In [1]:
#run these commands to install graph-tool for colab
!pip install -q condacolab
import condacolab
condacolab.install()
!mamba install -q graph-tool

⏬ Downloading https://github.com/jaimergp/miniforge/releases/download/24.11.2-1_colab/Miniforge3-colab-24.11.2-1_colab-Linux-x86_64.sh...
📦 Installing...
📌 Adjusting configuration...
🩹 Patching environment...
⏲ Done in 0:00:18
🔁 Restarting kernel...
Preparing transaction: ...working... done
Verifying transaction: ...working... done
Executing transaction: ...working... 


done


In [None]:
#other imports
import graph_tool.all as gt
import matplotlib.pyplot as plt
import argparse
import os
import datetime
import numpy as np
from scipy import stats

In [9]:
#load a graphml file and split into four subgraphs based on game type
graphml_file = 'converted_13wtl.graphml'
gX = gt.load_graph(graphml_file)
gB = gt.GraphView(gX, efilt=gX.edge_properties['game type'].t(lambda a : a=='B',value_type="bool"))
gB = gt.GraphView(gB, vfilt=gB.degree_property_map('total').t(lambda a : a>0,value_type="bool"))
gC = gt.GraphView(gX, efilt=gX.edge_properties['game type'].t(lambda a : a=='C',value_type="bool"))
gC = gt.GraphView(gC, vfilt=gC.degree_property_map('total').t(lambda a : a>0,value_type="bool"))
gN = gt.GraphView(gX, efilt=gX.edge_properties['game type'].t(lambda a : a=='N',value_type="bool"))
gN = gt.GraphView(gN, vfilt=gN.degree_property_map('total').t(lambda a : a>0,value_type="bool"))
gZ = gt.GraphView(gX, efilt=gX.edge_properties['game type'].t(lambda a : a=='Z',value_type="bool"))
gZ = gt.GraphView(gZ, vfilt=gZ.degree_property_map('total').t(lambda a : a>0,value_type="bool"))
display(gX,gB,gC,gN,gZ)
for g,name in [(gX,''),(gB,' - B'),(gC,' - C'),(gN,' - N'),(gZ,' - Z')]:
  #display minimum and maximum degree for each graph - min should be positive (every subgraph had the isoalted vertices removed)
  display(min(g.degree_property_map("total")),max(g.degree_property_map("total")))
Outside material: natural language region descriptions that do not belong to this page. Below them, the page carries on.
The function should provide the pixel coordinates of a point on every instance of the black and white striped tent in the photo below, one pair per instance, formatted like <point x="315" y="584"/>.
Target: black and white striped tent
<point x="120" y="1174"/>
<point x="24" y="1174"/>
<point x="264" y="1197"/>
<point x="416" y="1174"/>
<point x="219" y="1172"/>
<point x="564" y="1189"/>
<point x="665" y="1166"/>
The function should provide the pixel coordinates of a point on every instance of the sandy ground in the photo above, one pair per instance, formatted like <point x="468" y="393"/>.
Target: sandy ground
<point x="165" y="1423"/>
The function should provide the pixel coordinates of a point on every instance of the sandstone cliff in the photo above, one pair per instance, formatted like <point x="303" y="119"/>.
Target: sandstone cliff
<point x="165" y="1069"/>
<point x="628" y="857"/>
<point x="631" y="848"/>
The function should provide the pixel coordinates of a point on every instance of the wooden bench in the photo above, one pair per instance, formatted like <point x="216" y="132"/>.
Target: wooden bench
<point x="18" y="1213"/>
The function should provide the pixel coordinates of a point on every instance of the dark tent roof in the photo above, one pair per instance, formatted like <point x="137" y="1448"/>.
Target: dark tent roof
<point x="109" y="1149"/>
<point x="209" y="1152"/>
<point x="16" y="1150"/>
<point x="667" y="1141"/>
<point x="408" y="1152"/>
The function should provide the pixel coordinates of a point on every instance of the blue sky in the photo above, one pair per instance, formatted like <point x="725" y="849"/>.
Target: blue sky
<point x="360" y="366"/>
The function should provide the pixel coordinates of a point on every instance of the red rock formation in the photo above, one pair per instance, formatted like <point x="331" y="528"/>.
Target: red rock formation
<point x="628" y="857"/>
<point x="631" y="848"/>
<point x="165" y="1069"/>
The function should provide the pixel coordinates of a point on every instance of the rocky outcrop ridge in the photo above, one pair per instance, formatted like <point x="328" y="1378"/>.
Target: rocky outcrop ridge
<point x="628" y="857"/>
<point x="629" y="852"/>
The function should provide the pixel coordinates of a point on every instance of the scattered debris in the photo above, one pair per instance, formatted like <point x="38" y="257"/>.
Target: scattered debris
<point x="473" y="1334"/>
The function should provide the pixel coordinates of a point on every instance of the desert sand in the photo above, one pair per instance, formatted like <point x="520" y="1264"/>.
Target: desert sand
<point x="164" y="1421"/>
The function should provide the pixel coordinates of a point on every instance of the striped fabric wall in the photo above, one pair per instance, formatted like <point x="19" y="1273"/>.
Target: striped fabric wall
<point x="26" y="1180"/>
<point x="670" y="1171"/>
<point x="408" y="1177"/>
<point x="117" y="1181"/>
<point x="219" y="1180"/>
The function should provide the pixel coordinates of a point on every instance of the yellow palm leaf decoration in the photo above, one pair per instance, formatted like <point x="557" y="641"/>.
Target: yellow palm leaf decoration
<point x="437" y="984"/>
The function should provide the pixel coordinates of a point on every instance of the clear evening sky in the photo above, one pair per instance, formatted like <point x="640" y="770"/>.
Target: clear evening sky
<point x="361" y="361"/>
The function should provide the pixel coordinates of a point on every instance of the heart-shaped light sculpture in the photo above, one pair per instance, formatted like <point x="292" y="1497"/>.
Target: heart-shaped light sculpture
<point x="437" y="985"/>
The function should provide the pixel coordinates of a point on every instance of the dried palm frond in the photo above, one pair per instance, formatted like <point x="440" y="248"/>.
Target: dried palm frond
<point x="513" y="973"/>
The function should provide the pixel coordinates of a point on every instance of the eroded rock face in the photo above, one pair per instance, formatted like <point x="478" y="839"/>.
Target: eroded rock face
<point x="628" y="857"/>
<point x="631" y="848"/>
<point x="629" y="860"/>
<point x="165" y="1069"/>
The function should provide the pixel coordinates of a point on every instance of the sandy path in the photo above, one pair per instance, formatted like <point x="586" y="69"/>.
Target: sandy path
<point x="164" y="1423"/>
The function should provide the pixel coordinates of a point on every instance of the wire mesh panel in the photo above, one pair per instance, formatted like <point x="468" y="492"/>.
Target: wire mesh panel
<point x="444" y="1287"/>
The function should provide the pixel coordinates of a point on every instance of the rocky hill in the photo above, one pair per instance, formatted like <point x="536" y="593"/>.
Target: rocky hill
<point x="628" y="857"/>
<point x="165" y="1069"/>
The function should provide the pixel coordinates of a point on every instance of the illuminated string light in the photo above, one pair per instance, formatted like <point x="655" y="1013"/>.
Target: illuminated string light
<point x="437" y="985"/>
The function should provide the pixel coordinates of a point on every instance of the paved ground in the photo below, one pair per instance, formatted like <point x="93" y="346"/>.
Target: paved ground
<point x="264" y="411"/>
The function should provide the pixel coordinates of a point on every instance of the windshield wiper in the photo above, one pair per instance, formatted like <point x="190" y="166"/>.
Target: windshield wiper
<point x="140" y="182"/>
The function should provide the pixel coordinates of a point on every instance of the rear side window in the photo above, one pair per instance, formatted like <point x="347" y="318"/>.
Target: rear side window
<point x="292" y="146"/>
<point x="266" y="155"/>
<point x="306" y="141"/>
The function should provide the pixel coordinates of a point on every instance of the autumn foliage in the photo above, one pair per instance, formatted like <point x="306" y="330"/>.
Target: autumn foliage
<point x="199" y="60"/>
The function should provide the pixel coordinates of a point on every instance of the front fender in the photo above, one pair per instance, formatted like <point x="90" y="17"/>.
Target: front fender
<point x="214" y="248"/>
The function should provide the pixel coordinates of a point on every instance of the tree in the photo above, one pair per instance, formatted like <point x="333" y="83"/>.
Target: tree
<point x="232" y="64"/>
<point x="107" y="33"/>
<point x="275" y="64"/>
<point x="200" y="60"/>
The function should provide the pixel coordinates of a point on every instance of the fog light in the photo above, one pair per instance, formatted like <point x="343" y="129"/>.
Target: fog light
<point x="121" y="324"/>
<Graph object, directed, with 92506 vertices and 4770357 edges, 1 internal vertex property, 3 internal edge properties, at 0x7d0c2c792e50>

<GraphView object, directed, with 31341 vertices and 1622629 edges, 1 internal vertex property, 3 internal edge properties, edges filtered by <EdgePropertyMap object with value type 'bool', for Graph 0x7d0c2669e190, at 0x7d0c28035550>, vertices filtered by <VertexPropertyMap object with value type 'bool', for Graph 0x7d0c2669e190, at 0x7d0c2c4c0410>, at 0x7d0c2669e190>

<GraphView object, directed, with 61700 vertices and 1230129 edges, 1 internal vertex property, 3 internal edge properties, edges filtered by <EdgePropertyMap object with value type 'bool', for Graph 0x7d0c2661d850, at 0x7d0c26797690>, vertices filtered by <VertexPropertyMap object with value type 'bool', for Graph 0x7d0c2661d850, at 0x7d0c2fea0a50>, at 0x7d0c2661d850>

<GraphView object, directed, with 8413 vertices and 20924 edges, 1 internal vertex property, 3 internal edge properties, edges filtered by <EdgePropertyMap object with value type 'bool', for Graph 0x7d0c2710dbd0, at 0x7d0c26626290>, vertices filtered by <VertexPropertyMap object with value type 'bool', for Graph 0x7d0c2710dbd0, at 0x7d0c31f2d3d0>, at 0x7d0c2710dbd0>

<GraphView object, directed, with 56523 vertices and 1896675 edges, 1 internal vertex property, 3 internal edge properties, edges filtered by <EdgePropertyMap object with value type 'bool', for Graph 0x7d0c2c4cba10, at 0x7d0c28419990>, vertices filtered by <VertexPropertyMap object with value type 'bool', for Graph 0x7d0c2c4cba10, at 0x7d0c27143950>, at 0x7d0c2c4cba10>

1

8243

1

8232

1

1530

1

302

1

3099

In [10]:
#run for the original graph and every subgraph
for g,gametitle in [(gX,'all games'),(gB,'bullet games'),(gC,'classical games'),(gN,'correspondence games'),(gZ,'blitz games')]:

  #set the target directory here
  output_directory = 'result_13wtl_'+gametitle

  if not os.path.exists(output_directory):
      os.makedirs(output_directory)

  degrees = g.degree_property_map("total")
  min_degree = min(degrees)
  max_degree = max(degrees)

  indegree = g.degree_property_map("in")
  min_indegree = min(indegree)
  max_indegree = max(indegree)

  outdegree = g.degree_property_map("out")
  min_outdegree = min(outdegree)
  max_outdegree = max(outdegree)

  mean_degree = 2 * g.num_edges() / g.num_vertices()
  mean_indegree = g.num_edges() / g.num_vertices()
  density = mean_degree / (g.num_vertices() - 1)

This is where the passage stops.